Metadata Extraction¶
The service account requires access to the Databricks cluster. It must be able to access the tables and metadata to perform the extraction process.
Profiling/Sampling¶
The service account requires access to the Databricks cluster to perform Profiling/Sampling.
Steps in Alation¶
STEP 1: Add a New Datasource¶
Add a new Datasource on the Sources page.
Step 2: Set up the Connection¶
On the Add a Data Source screen of the wizard, specify:
Database Type: Custom DB
JDBC URI: URI in the required format. See JDBC URI.
Example:
spark://4724910916864653.3.gcp.databricks.com:443/default;transportMode=http;ssl=1;httpPath=sql/protocolv1/o/5678080404529670/1129-091234-pooh138;AuthMech=3;UserAgentEntry=Alation/2021.3;Select Driver: select the Simba Spark JDBC driver for GCP Databricks from the Select Driver drop-down list. Refer to the appropriate version of Support Matrix for the driver version.

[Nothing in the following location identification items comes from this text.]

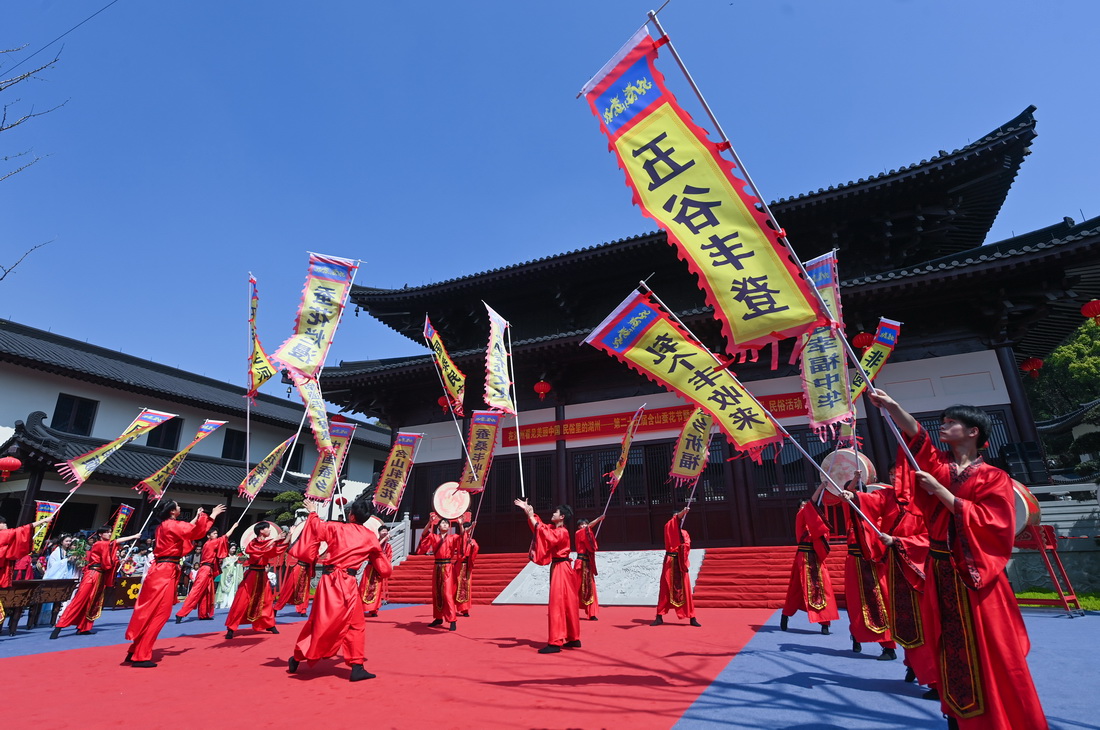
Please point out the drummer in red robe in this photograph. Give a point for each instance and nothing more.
(811, 587)
(464, 555)
(437, 541)
(585, 566)
(172, 541)
(373, 586)
(101, 563)
(971, 616)
(253, 600)
(336, 623)
(215, 550)
(550, 546)
(675, 581)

Click Save and Continue. The next wizard screen - Set Up a Service Account - will open.
Note
Do not select the Kerberos ‘Use Kerberos’ checkbox.
![]()
Step 3: Enter Service Account Credentials¶
Enter the token information in the Username and Password fields as follows:
Username: type the word token.
Password: enter the token string.
Step 4: Configure Your Data Source¶
Click Skip this Step. QLI for this type of data source is set up on the Settings > Query Log Ingestion tab and requires additional configuration on the Databricks side (see below).
After this step you are navigated to the Settings page of your data source.
Metadata Extraction¶
Configure and perform metadata extraction and verify the results:
In Settings > Custom Settings, set the Catalog Object Definition to Schema.Table:
![]()
In Settings > Metadata Extraction, set up and perform MDE. Refer to Metadata Extraction.

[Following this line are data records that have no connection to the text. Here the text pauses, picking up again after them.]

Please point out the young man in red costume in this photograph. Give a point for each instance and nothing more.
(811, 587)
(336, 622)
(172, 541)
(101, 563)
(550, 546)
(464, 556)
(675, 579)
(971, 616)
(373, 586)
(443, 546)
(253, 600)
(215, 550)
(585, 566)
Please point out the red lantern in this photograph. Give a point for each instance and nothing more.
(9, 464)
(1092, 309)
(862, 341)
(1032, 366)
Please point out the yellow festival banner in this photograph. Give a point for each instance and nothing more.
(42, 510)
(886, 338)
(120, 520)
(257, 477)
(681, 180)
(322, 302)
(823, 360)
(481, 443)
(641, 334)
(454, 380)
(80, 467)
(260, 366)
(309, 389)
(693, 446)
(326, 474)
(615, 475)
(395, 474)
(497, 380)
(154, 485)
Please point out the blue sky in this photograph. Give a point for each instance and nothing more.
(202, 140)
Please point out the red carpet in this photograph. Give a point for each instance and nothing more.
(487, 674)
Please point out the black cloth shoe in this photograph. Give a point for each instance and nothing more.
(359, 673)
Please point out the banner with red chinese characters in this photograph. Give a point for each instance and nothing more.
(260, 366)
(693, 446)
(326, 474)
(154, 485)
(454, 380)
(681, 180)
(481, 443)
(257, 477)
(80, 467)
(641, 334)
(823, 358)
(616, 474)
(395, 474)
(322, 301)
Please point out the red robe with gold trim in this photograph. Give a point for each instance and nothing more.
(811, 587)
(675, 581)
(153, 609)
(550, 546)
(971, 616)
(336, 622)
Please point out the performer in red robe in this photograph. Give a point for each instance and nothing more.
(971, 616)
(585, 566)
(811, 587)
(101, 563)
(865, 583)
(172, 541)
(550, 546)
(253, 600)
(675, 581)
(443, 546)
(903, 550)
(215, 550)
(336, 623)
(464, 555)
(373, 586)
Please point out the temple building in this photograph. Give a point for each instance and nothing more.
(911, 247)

For GCP Databricks, Alation supports automatic MDE, manual or scheduled. Custom query-based MDE is not supported for this type of data source.
Profiling¶
Configure and perform Sampling and Profiling :
Users can run a sample for an individual table on the Samples tab of the Table Catalog page or profile an individual column on the Overview tab of the Column page.
Automatic full and selective Profiling is supported.
Use the Per-Object Parameters in Settings tab to specify which objects to profile.
Note
Make sure that the Skip Views checkbox of the respective schemas is unchecked to perform the Profiling.
Query Log Ingestion¶
Not supported.
Compose¶
Log into Compose:
Authenticate in Compose with your GCP Databricks credentials.
Use the Schema.Table format for writing queries.
Note
OAuth for Compose is not supported for Databricks on GCP.